Ne olduysa sonra oldu ve cumhurbaşkanının “ne mutabakatı” demesiyle o güne kadar yaptıkları ve planladıkları ne varsa boşa gitti. Buna basın masa devirme dedi ve o şekilde kullanılageldi.
Masayı deviren, kendisinin olmadığı masayı devirmişti gibi görünebilir ama öyle değil. Devirenin o masaya oturulana kadar olan her şeyden haberi ve onayı vardı. Masa devrildikten sonra süreç belirsiz konuma geçmiş ve yapılan açıklama ile buzdolabına kaldırıldığı söylenmişti. Bu ne demektir, günü geldiğinde kullanıma sokulacak demektir.
Neden masa devrilmişti o zaman? Seçimler canım, seçimler… Ne sandıydınız, milli çıkar mı?
Bence tartışma konusu “yeni bir çözüm süreci mi” yoksa “yeniden çözüm süreci mi” olmalı.
Aslında bu konu gündeme yeni gelmiş değildir. 24 Haziran 2018 erken genel seçimine yönelik hazırlıklar kapsamında, seçmen kitlesini pekiştirmek maksadıyla, Kürt oylarını elde etmenin bir yolu olarak AKP’li eski bakanlardan üçünün, merkezi İngiltere’de bulunan Democratic Progress Institute (DPI) merkezini ziyaret etmelerinin ortaya çıkmasıyla kendiliğinden(!) gündeme gelmiş oldu.
Kendiliğinden(!) gündeme gelen bu süreci, farkına varıldığı andan itibaren günümüze kadar, kısaca incelemekte fayda olduğunu değerlendiriyorum. Böylelikle çözüm sürecinin yinelenmesine giden yolun nasıl döşendiğini görmemiz mümkün olur.

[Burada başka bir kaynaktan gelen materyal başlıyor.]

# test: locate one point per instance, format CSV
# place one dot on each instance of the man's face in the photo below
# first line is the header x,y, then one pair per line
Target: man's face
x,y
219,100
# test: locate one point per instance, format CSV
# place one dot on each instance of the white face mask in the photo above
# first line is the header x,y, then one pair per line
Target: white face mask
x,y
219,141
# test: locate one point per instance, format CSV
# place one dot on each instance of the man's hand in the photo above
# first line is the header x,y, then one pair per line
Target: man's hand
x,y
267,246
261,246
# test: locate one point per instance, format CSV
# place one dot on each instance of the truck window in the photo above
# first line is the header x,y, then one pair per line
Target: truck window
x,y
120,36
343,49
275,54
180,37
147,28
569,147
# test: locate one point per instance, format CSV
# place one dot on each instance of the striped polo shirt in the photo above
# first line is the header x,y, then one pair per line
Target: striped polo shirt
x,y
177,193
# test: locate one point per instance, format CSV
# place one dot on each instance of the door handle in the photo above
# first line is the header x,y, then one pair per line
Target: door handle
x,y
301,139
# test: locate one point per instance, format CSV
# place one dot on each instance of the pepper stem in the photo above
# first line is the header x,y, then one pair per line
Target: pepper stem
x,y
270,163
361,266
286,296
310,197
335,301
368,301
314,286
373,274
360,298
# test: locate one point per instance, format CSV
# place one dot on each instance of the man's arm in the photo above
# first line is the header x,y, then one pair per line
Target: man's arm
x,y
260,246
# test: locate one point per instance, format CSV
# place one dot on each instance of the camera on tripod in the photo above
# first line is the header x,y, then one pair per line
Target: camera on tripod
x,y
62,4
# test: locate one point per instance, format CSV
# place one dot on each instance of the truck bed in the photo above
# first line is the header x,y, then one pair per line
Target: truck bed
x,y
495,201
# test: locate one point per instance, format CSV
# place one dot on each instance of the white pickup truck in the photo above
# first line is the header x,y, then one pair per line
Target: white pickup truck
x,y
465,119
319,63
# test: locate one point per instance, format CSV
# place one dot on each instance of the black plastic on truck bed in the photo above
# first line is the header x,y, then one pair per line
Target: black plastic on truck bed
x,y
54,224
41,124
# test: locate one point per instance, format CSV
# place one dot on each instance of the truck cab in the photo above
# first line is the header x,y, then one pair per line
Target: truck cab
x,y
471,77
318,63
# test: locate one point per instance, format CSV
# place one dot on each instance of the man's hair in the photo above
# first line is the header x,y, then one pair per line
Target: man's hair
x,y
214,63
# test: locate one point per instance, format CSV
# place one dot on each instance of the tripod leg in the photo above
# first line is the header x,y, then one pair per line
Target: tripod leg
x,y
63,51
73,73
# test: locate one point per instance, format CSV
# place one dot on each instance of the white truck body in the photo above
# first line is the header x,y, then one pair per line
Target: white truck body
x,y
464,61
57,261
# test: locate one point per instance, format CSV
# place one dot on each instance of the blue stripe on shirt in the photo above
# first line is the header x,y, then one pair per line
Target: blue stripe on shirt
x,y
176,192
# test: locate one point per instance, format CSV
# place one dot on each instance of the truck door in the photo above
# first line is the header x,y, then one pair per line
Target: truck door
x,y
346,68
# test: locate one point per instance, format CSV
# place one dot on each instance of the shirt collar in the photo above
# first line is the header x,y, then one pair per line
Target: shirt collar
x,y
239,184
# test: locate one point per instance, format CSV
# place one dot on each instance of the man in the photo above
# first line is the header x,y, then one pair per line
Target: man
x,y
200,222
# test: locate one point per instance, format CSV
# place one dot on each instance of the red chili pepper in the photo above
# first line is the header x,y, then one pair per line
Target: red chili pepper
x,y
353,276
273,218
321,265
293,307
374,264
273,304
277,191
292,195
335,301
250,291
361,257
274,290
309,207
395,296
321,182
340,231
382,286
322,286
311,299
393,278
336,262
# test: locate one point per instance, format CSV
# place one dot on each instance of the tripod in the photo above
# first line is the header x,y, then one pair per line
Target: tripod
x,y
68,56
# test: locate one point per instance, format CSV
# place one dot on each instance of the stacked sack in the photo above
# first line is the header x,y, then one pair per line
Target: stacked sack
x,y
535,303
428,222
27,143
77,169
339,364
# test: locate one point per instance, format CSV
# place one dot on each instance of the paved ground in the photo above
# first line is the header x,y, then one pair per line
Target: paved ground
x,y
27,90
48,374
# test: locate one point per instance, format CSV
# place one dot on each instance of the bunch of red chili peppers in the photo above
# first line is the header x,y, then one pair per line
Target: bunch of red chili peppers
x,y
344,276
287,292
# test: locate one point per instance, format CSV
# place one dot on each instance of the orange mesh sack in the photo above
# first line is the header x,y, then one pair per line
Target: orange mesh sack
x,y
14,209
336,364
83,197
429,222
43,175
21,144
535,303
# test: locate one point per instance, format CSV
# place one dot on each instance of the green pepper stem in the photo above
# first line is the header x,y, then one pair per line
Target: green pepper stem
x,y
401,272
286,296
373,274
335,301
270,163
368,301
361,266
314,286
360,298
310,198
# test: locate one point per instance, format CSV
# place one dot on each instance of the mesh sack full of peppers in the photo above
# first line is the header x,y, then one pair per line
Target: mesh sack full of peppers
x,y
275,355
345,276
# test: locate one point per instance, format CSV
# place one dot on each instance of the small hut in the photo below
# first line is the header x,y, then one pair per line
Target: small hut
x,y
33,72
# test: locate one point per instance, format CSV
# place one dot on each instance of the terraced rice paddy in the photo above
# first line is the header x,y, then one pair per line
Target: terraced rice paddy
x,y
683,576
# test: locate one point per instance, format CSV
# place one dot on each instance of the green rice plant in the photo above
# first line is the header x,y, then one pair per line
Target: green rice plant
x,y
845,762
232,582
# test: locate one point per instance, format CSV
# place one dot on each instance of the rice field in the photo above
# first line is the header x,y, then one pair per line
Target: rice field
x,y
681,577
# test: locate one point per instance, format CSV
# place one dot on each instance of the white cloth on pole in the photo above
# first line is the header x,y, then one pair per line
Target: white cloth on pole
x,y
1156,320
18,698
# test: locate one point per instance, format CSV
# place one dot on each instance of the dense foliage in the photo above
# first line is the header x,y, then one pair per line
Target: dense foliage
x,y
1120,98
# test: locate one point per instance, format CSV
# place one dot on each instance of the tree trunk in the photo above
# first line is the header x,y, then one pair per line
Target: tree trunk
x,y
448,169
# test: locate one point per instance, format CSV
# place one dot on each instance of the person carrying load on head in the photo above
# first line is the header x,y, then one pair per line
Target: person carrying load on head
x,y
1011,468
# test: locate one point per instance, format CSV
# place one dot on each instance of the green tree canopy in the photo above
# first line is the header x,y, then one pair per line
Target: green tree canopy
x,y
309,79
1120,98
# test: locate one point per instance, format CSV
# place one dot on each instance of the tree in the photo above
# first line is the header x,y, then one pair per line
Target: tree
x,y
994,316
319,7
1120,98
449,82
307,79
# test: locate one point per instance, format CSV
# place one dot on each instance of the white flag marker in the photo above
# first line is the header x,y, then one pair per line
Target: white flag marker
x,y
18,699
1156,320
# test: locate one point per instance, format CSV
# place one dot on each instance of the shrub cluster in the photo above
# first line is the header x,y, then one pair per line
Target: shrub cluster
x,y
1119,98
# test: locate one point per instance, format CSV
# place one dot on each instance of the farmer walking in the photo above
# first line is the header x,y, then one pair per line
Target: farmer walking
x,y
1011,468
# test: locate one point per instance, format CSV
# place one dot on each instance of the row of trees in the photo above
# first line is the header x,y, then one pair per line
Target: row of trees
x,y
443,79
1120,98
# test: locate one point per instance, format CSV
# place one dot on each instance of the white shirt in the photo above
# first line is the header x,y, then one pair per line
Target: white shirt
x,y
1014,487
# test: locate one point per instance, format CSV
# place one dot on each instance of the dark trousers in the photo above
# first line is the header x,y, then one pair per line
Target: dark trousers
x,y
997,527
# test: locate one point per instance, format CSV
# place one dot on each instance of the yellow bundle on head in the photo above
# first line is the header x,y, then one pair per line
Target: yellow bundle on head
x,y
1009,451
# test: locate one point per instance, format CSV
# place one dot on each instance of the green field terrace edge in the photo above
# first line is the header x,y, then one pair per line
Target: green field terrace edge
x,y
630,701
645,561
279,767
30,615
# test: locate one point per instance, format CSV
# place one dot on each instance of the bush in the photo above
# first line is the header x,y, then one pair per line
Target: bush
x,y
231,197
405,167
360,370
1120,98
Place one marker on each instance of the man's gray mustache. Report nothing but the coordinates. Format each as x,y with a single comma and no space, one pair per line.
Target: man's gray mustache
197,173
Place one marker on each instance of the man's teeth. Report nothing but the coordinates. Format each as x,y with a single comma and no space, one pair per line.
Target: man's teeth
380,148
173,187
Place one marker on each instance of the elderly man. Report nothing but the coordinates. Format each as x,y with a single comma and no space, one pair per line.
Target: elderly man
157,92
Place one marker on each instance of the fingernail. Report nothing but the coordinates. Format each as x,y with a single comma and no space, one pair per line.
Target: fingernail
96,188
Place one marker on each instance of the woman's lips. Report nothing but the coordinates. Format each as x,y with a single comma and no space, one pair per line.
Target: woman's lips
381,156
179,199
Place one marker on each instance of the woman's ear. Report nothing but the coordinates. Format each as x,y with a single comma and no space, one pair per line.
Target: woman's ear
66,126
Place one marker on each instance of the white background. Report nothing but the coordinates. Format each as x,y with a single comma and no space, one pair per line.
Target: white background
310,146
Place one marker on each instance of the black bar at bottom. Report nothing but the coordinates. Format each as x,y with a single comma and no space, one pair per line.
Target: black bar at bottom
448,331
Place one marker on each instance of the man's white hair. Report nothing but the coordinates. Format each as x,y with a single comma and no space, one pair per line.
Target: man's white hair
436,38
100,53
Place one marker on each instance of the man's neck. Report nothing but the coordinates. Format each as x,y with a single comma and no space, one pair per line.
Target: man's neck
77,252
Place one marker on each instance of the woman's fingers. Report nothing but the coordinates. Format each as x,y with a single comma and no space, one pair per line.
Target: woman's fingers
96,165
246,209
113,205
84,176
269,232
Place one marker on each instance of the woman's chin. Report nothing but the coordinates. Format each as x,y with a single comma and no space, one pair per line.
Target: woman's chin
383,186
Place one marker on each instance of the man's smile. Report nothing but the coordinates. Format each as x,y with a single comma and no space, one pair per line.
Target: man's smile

Tam bu noktada göze sokulurcasına yapılan bir ikiyüzlülükten bahsetmeden geçmemek gerekir. Yer Londra, tarih 11 Nisan 2018. AKP’nin eski bakanlarından Efkan Ala, Mehmet Mehdi Eker ve Taner Yıldız’ın ne konuşulduğu bilinmeyen ziyaretlerinin[1] dört ay öncesinde, 8 Aralık 2017’de, bu merkezi CHP genel başkanı Kemal Kılıçdaroğlu ziyaret etmiştir. Bu ziyareti iktidar partisinin yayın organı Sabah Gazetesi “skandal görüşme” diye görmüştü. Haber içinde “CHP’nin, Kamuoyuna Düşünce Kuruluşu olarak göstermeye çalıştığı Democratic Progress Institute (DPI) de aynı şekilde, PKK’nın İngiltere Temsilciliği olarak bilinmesinin ötesinde, PKK terör örgütü lideri, terör suçlusu, bebek katili A. Öcalan’ın yasal avukat takım üyesi olarak bilinen PKK’lı Kerim Yıldız başkanlığında faaliyet göstermektedir.” demiş idi. BAKINIZ.
Oysa asıl skandal, terörist denilen kuruluş ile onlara terörist diyenlerin “terör merkezinde” görüşmesidir.
Peki, Kılıçdaroğlu’na bu şekilde yaklaşan gazete, Mehmet Mehdi Eker’in mecliste yapmak zorunda kaldığı şu açıklamalarına ne diyecek acaba? Kılıçdaroğlu’ndan özür dileyecek mi?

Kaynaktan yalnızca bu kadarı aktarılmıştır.